Most importantly you are adding value as an intellectual resource for your client rather than a recruiter who is just taking a job order.

These questions should help you set the table to reinforce a statement like... “My most successful clients have become more flexible on skills and experiences that can be learned while placing more emphasis on finding a candidate with the right intangibles and success factors.”

It then becomes important for you to be effective at gaining a deeper understanding around candidate attributes versus skills. Making this shift in evaluating candidates at a deeper level will help move from a recruiter to a search consultant.

The following hiring attributes were developed by John Wooden. For those who do not know...John is a famous American college basketball coach and teacher. He has a Pyramid of Success which is a great teaching model (Google it). He has also developed the following 10 most successful aspects to consider when hiring. Perhaps this can be part of your tool box relative to evaluating and presenting candidates. It is also something to keep handy if the client asks...What do you think are the most important attributes?

John Wooden - Hiring for Success Model.

  1. Ability to do the work. This includes technical ability and the potential to learn new related skills. I consider this a threshold trait. The person needs enough to do the work, but if he or she has much more than needed, the person could feel unfulfilled once on the job.
  2. Motivation to do the work. This is the most important trait of them all. It doesn’t matter how much talent a person has: without motivation to do the work, little gets done. However, look for initiative and motivation in doing the work you really want done. Motivation in the wrong area gets stuff done you might not want done.
  3. Collaborative skills and working with others. Few people get ahead if they can’t collaborate and work closely with others. This includes things like cooperation, coaching others, and even willingly being coached by others. Look for all these traits during the interview.
  4. Job-related problem-solving and thinking skills. Being smart in the right areas is the issue here. Good thinking and problem-solving skills are essential to planning, optimizing results, creating a vision, persuading others, and leadership. However, without the ability to execute or deliver results this can be a wasted skill. Too many intuitive interviewers overvalue this trait, assuming that if someone can think and plan and strategize they can also execute. Not true.
  5. Consistency in achieving comparable results. You want to observe a consistent pattern of achieving comparable success.
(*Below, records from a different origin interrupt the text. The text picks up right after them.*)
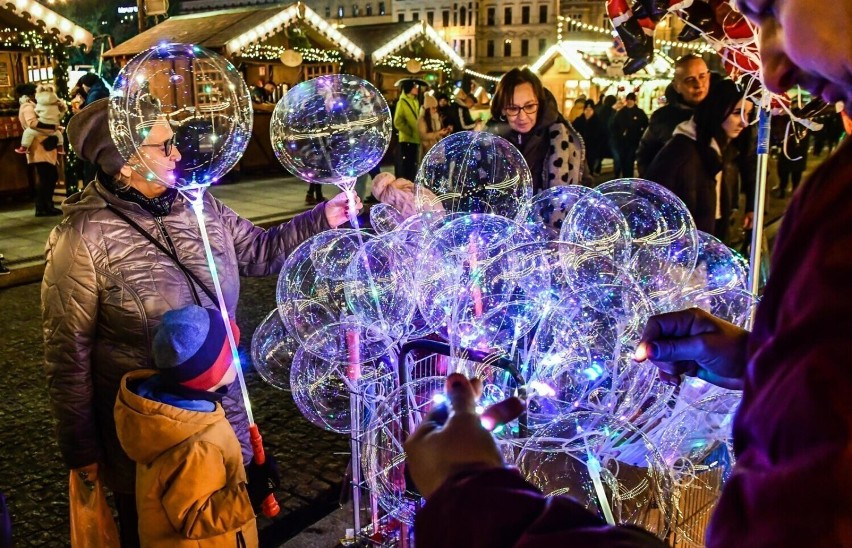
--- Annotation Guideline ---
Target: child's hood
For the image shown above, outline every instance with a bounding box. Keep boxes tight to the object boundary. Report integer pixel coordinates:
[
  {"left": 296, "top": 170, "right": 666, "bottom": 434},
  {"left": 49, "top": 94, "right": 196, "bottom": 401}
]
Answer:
[{"left": 115, "top": 369, "right": 225, "bottom": 464}]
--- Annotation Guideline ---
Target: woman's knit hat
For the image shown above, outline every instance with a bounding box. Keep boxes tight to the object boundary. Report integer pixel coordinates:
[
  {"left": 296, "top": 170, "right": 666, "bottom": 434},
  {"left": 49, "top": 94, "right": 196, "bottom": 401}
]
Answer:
[
  {"left": 67, "top": 98, "right": 127, "bottom": 176},
  {"left": 152, "top": 304, "right": 240, "bottom": 390}
]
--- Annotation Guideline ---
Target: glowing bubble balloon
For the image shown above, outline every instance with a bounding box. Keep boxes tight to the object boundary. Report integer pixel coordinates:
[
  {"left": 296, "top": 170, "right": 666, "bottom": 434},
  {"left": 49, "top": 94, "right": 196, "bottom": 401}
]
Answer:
[
  {"left": 109, "top": 43, "right": 253, "bottom": 187},
  {"left": 251, "top": 308, "right": 299, "bottom": 392},
  {"left": 290, "top": 348, "right": 396, "bottom": 434},
  {"left": 269, "top": 74, "right": 391, "bottom": 185},
  {"left": 595, "top": 179, "right": 698, "bottom": 312},
  {"left": 415, "top": 131, "right": 532, "bottom": 220},
  {"left": 276, "top": 229, "right": 393, "bottom": 363}
]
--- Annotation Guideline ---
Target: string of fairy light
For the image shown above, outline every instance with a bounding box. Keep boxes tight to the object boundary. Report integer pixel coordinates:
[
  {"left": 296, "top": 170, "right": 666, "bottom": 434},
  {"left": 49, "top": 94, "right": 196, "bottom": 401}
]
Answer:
[{"left": 556, "top": 15, "right": 714, "bottom": 53}]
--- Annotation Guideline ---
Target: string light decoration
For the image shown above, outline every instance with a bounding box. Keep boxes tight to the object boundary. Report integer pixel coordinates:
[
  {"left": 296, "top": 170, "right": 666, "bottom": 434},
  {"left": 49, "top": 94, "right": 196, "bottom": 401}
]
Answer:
[{"left": 239, "top": 44, "right": 343, "bottom": 63}]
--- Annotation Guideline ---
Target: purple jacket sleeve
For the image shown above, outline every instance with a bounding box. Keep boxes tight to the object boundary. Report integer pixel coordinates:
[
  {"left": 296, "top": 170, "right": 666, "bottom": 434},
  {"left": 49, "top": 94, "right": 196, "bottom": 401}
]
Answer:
[
  {"left": 215, "top": 195, "right": 331, "bottom": 276},
  {"left": 414, "top": 468, "right": 664, "bottom": 548}
]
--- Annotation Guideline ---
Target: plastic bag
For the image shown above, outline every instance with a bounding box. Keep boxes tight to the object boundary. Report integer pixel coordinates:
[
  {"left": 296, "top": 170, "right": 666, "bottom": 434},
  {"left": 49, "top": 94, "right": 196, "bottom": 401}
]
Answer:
[{"left": 68, "top": 470, "right": 120, "bottom": 548}]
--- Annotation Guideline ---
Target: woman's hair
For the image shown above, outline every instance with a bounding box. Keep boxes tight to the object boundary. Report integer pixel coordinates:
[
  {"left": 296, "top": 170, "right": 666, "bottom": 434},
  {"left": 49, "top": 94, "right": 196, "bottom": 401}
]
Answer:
[{"left": 491, "top": 68, "right": 546, "bottom": 120}]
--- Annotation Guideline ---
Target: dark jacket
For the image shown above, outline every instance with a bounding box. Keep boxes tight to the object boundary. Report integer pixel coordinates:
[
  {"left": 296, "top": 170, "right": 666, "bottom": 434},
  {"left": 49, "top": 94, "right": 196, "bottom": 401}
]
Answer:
[
  {"left": 485, "top": 90, "right": 592, "bottom": 193},
  {"left": 646, "top": 121, "right": 735, "bottom": 235},
  {"left": 636, "top": 84, "right": 693, "bottom": 177}
]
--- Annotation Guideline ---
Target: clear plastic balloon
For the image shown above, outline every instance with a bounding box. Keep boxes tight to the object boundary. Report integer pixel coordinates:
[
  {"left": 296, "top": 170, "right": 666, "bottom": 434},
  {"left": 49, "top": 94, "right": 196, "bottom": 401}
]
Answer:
[
  {"left": 596, "top": 179, "right": 698, "bottom": 312},
  {"left": 269, "top": 74, "right": 391, "bottom": 185},
  {"left": 415, "top": 131, "right": 532, "bottom": 221},
  {"left": 109, "top": 43, "right": 254, "bottom": 187},
  {"left": 251, "top": 308, "right": 299, "bottom": 392},
  {"left": 276, "top": 229, "right": 394, "bottom": 363},
  {"left": 527, "top": 185, "right": 594, "bottom": 240},
  {"left": 290, "top": 348, "right": 396, "bottom": 434},
  {"left": 415, "top": 214, "right": 540, "bottom": 351},
  {"left": 516, "top": 412, "right": 672, "bottom": 538},
  {"left": 559, "top": 186, "right": 632, "bottom": 265}
]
Once is not enough when hiring someone for the long term. This trait covers numerous competencies and skills like persistence, responsibility, commitment and drive. Hiring one-time wonders is a common hiring mistake
  6. Organizing and planning comparable work. You might want to call this self-management. This is an important trait that often gets overlooked. It doesn’t matter if you’re hiring a call-center rep, an engineer, a manager, or an executive: the ability to organize and plan out one’s work and execute it properly is a foundational skill. Too much supervision is required if you overlook this one.
  7. Personal growth and development. The best people constantly improve themselves. Look for a pattern of consistent personal development and then how the person applied these new skills on the job. Don’t ignore this one or accept excuses.
  8. Environmental and cultural fit. This is big. Look at the environment in which the person has excelled and what they excelled in. Then compare this to your job and your environment and culture. A mismatch here could spell trouble.
  9. Value and character fit. Figure out what drives the person to excel and where this drive came from. Excelling at work that a person likes to do is great. Excelling at something the person doesn’t like doing reveals character and commitment.
  10. Overall potential to grow. You’ll need to combine all of this together, look at the trend lines, add in leadership, assess the depth of the person’s thinking skills, and then adjust everything for the quality of the manager to come up with a ranking for this one.

Give it a go, it has been working for me!